Saturday 25 December 2010

A smile to the sad

Cynicism: "An inclination to believe that people are motivated purely by self-interest."

Not quite the definition I had expected. It must be the "purely" word which clouds the cynic in misery. I scratched my head. I couldn't think of anything I was doing not motivated purely by self-interest. I must have slipped. It demanded a think.

What exactly is self-interest?

Easy enough to answer - a curiosity and concern for oneself.

What is the outer limit of self-interest?

Not so easy - possessions, family, friends, lovers,... their perceptions of me (not sure if or where that fits in).

What is non-self-interest?

Is that a trick question?

Okay. What is an example of a personal motive which is not within self-interest?

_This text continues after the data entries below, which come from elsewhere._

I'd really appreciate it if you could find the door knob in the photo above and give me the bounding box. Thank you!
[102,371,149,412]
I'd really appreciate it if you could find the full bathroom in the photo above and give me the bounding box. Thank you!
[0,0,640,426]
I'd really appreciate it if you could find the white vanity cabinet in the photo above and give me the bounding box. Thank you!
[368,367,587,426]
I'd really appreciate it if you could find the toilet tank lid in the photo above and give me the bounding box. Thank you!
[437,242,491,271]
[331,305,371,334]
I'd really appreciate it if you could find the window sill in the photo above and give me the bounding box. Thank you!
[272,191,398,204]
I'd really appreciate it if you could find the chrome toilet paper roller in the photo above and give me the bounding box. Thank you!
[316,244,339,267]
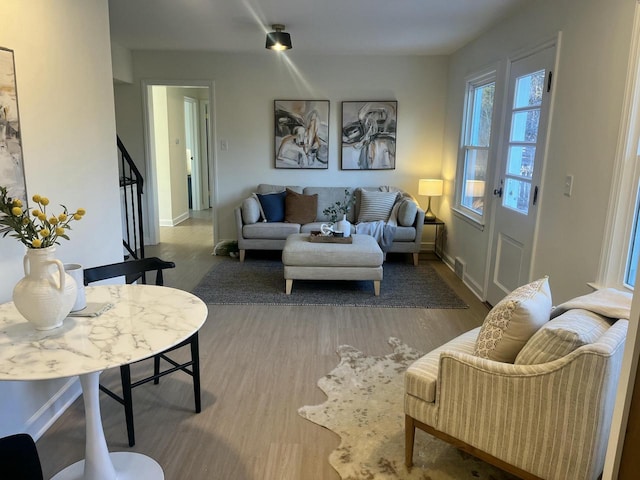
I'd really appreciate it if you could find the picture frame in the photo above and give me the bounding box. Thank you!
[341,100,398,170]
[273,100,329,169]
[0,47,28,233]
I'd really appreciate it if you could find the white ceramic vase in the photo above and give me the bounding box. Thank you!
[13,247,77,330]
[336,215,351,237]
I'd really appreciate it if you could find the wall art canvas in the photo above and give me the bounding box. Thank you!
[0,47,27,232]
[274,100,329,169]
[342,100,398,170]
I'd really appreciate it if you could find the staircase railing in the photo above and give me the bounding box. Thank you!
[116,137,144,259]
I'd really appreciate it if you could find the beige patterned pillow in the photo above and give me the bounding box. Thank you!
[474,277,551,363]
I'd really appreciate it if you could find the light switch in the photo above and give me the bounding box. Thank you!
[564,175,573,197]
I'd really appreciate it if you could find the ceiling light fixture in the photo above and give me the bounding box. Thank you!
[265,23,293,52]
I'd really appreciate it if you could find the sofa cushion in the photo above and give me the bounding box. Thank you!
[474,277,551,363]
[256,192,287,222]
[303,187,353,223]
[358,190,398,222]
[393,227,416,243]
[284,188,318,225]
[256,183,302,194]
[404,327,480,402]
[398,197,418,227]
[242,222,300,240]
[515,309,611,365]
[242,197,262,225]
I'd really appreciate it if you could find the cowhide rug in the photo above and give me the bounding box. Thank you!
[298,337,515,480]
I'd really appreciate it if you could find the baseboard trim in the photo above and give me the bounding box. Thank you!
[158,212,189,227]
[25,377,82,440]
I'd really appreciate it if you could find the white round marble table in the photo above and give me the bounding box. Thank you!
[0,285,207,480]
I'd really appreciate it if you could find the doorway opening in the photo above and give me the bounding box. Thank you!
[143,81,217,249]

Too convoluted, try again.

Is it possible that a personal motive can be outside of self-interest?

Make it simple.

Can a real person really have an unselfish motive?

The Lady: Aung San Suu Kyi. Her motive was to gain freedom from fear for the people of Burma. She saw it as a duty to them and to her father. It may have been personal but it wasn't selfish.

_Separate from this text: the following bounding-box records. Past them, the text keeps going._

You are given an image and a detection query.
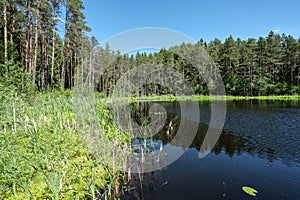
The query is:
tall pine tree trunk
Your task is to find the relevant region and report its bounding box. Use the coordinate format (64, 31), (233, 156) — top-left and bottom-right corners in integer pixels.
(9, 0), (16, 44)
(50, 8), (56, 86)
(32, 1), (40, 84)
(60, 9), (70, 90)
(3, 0), (8, 65)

Uh-oh, duty is looking at me.

Duty: "A moral obligation or responsibility."

Yikes!

Moral: "Concerned with the principles of right and wrong behaviour" and not the same as legal or illegal behaviour.

I stopped writing. It was past midnight after all. I hoped to see things a little more clearly in the morning.

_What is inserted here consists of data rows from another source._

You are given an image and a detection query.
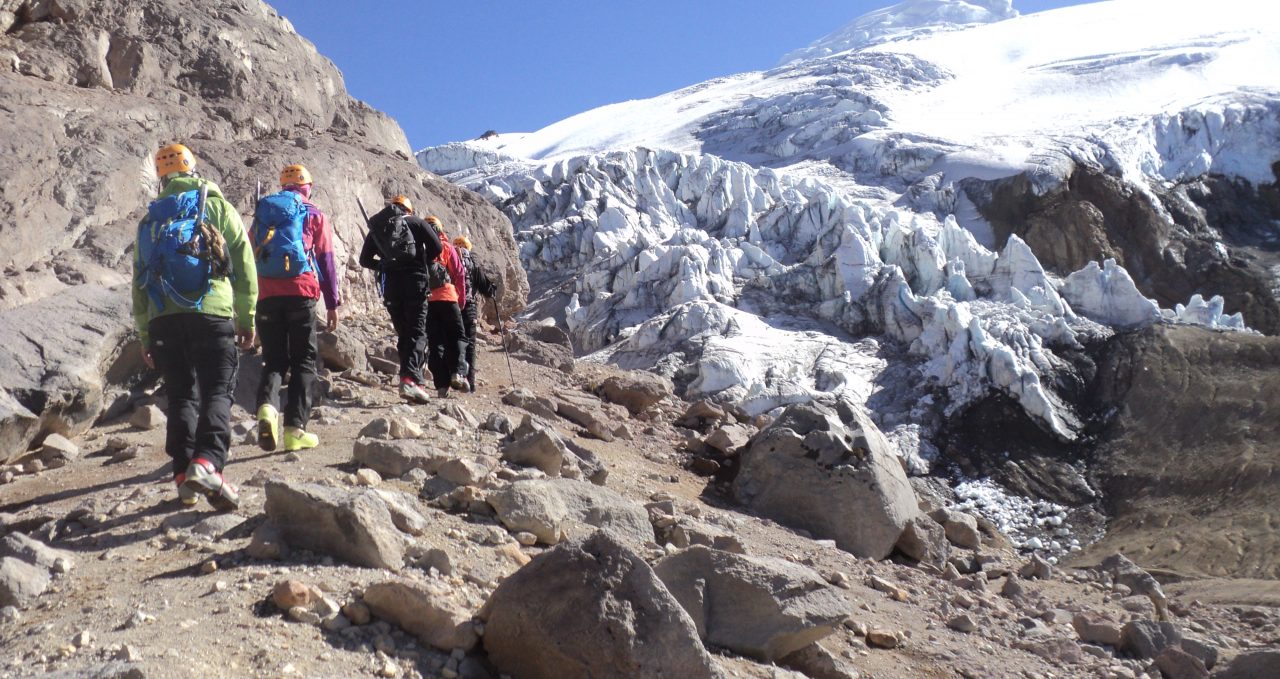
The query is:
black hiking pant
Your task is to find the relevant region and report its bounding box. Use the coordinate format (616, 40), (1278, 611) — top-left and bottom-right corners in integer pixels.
(257, 296), (319, 429)
(462, 297), (480, 387)
(148, 314), (239, 475)
(426, 302), (467, 389)
(383, 270), (428, 383)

Cynicism has a sense of blindness to me, a limited vision, smoke-tinted spectacles, self-defeat, a melancholy prison. Duty was unexpectedly emerging as a key to escape. Wasn't there an alternative? Couldn't the duty thing be plan B?

Duties had always been imposed on me by those who new better. As a youngest child that meant everybody. With a determination which matched recrimination; I had avoided any duty I could. By nature I had an aversion to the adoption of values I hadn't worked out for myself.

While I had a rare weakness for the subject it was probably best to remain with it and explore a little further. If I could choose my own duty it may not be so bad. It was worth a thought. A personal, yet unselfish moral obligation: What could it be?

'Unselfish' implies giving rather than taking. "Be giving," that's one of the grave precepts. It couldn't really be money. I was poor in that respect. What little I did give had only a fraction of consequence to the receiver. What I did have was the inclination and the time, limited as it always is, to attempt writing as an art.

That reminded me; I wanted to describe Loi Kroh Road after noon, the two halves, one crowded in dim though comfortable shade, the other a wilderness in the full fairytale colour of direct sunlight, too hot. That impression, though, is best left to the visual artist; the painter and photographer.

The writer draws for the abstract senses, those that let the blind man see, the deaf man hear and the numb man feel; those that give the old man youth, the young man wisdom and, perhaps, even a smile to the sad.

That was a duty I could attempt. If I could succeed would be another story.